What's the big picture effect?
There is no doubt that Reddit is making strides in its journey to becoming a profitable social media company. By 2020, Reddit was seeing an average 52m daily active users and was ranked the tenth most popular social media site in the US. Riding on these successes, Reddit has begun to pursue a more global strategy outside the US, opening offices in the UK, Canada and Australia, and hoping to employ another 700 staff this year. This would double the company’s current headcount to 1400 people.
The site has also started to diversify by going beyond what was its traditional “text and picture message boards”. For example, Reddit recently launched Talk, a Clubhouse-esque audio chat room. Moreover, it has put more focus on the site’s video content, especially since its acquisition of TikTok rival, Dubsmash, in December 2020. The company also hired Drew Vollero as its first Chief Financial Officer in March. Mr Vollero is known for helping Snapchat’s parent company Snap go public in 2017. Reddit has done well in growing its platform on an international scale, with much of this down to Reddit’s efforts to discipline its lively and (sometimes) controversial user base, attracting more advertisers to the site. Advertising revenues reached $100m for the first time in the second quarter of 2021, a 192% increase compared to last year.
However, Reddit’s shining light of success dims when compared with its bigger and more established competitors. The company’s $10bn valuation is dwarfed by the likes of Twitter and Facebook which are valued at $52bn and $1tn respectively.
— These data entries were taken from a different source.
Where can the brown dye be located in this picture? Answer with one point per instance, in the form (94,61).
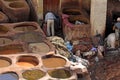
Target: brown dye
(10,51)
(25,64)
(5,41)
(11,0)
(17,5)
(53,62)
(1,16)
(30,37)
(25,28)
(59,73)
(33,74)
(4,63)
(39,47)
(3,30)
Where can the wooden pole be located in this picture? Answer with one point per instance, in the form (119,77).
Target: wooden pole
(98,16)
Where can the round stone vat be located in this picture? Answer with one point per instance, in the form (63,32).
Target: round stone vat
(3,29)
(39,47)
(60,73)
(30,37)
(80,18)
(25,27)
(9,76)
(33,74)
(50,61)
(71,11)
(11,49)
(17,5)
(5,40)
(27,61)
(5,62)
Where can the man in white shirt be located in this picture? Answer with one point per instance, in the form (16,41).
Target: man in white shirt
(49,19)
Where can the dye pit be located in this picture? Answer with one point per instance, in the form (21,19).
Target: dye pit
(107,68)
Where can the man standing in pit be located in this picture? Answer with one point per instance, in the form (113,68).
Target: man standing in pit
(116,27)
(49,19)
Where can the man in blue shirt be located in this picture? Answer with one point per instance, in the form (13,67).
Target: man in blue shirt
(49,19)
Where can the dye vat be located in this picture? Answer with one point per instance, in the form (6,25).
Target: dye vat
(71,11)
(14,9)
(30,37)
(33,74)
(17,5)
(11,49)
(3,29)
(4,62)
(50,61)
(60,73)
(4,41)
(39,47)
(3,17)
(25,28)
(27,61)
(9,76)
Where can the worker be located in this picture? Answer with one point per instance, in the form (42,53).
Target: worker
(116,27)
(49,19)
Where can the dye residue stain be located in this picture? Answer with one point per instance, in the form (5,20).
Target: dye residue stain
(4,63)
(33,74)
(54,62)
(60,73)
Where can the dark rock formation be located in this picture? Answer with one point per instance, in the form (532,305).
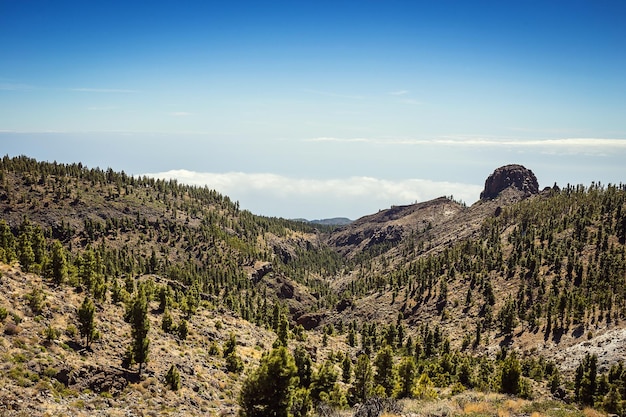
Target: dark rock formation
(507,176)
(311,320)
(260,270)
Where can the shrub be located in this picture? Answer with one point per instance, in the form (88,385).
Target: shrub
(173,378)
(12,329)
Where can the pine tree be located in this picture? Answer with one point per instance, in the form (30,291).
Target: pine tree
(137,315)
(86,315)
(406,377)
(363,379)
(173,378)
(304,365)
(384,370)
(58,263)
(511,374)
(269,390)
(323,381)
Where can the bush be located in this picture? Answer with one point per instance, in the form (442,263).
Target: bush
(269,389)
(173,378)
(234,363)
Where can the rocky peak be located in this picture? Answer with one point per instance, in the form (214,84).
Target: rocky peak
(516,176)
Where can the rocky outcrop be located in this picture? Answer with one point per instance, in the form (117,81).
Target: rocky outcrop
(515,176)
(260,269)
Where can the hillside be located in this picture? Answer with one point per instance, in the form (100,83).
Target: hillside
(450,287)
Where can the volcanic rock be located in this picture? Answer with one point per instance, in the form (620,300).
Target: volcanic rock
(516,176)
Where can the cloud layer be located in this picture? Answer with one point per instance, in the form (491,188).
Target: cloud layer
(353,197)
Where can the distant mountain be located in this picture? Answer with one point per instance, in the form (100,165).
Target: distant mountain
(335,221)
(453,288)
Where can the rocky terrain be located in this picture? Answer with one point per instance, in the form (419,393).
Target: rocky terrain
(540,273)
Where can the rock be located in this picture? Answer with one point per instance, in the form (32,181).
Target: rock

Twitter and Facebook also see higher user traffic, with Twitter amassing 260m daily users and Facebook taking the lion’s share of online users, averaging 2 billion daily. Snapchat sees an impressive 293m daily users. Reddit’s recent advertising revenues also pale in comparison to Twitter’s $1.2bn in the same time period. Nonetheless, Reddit’s growth looks promising for the company’s future. With Mr Vollero on board as its CFO, we may see the company soon launching a successful IPO.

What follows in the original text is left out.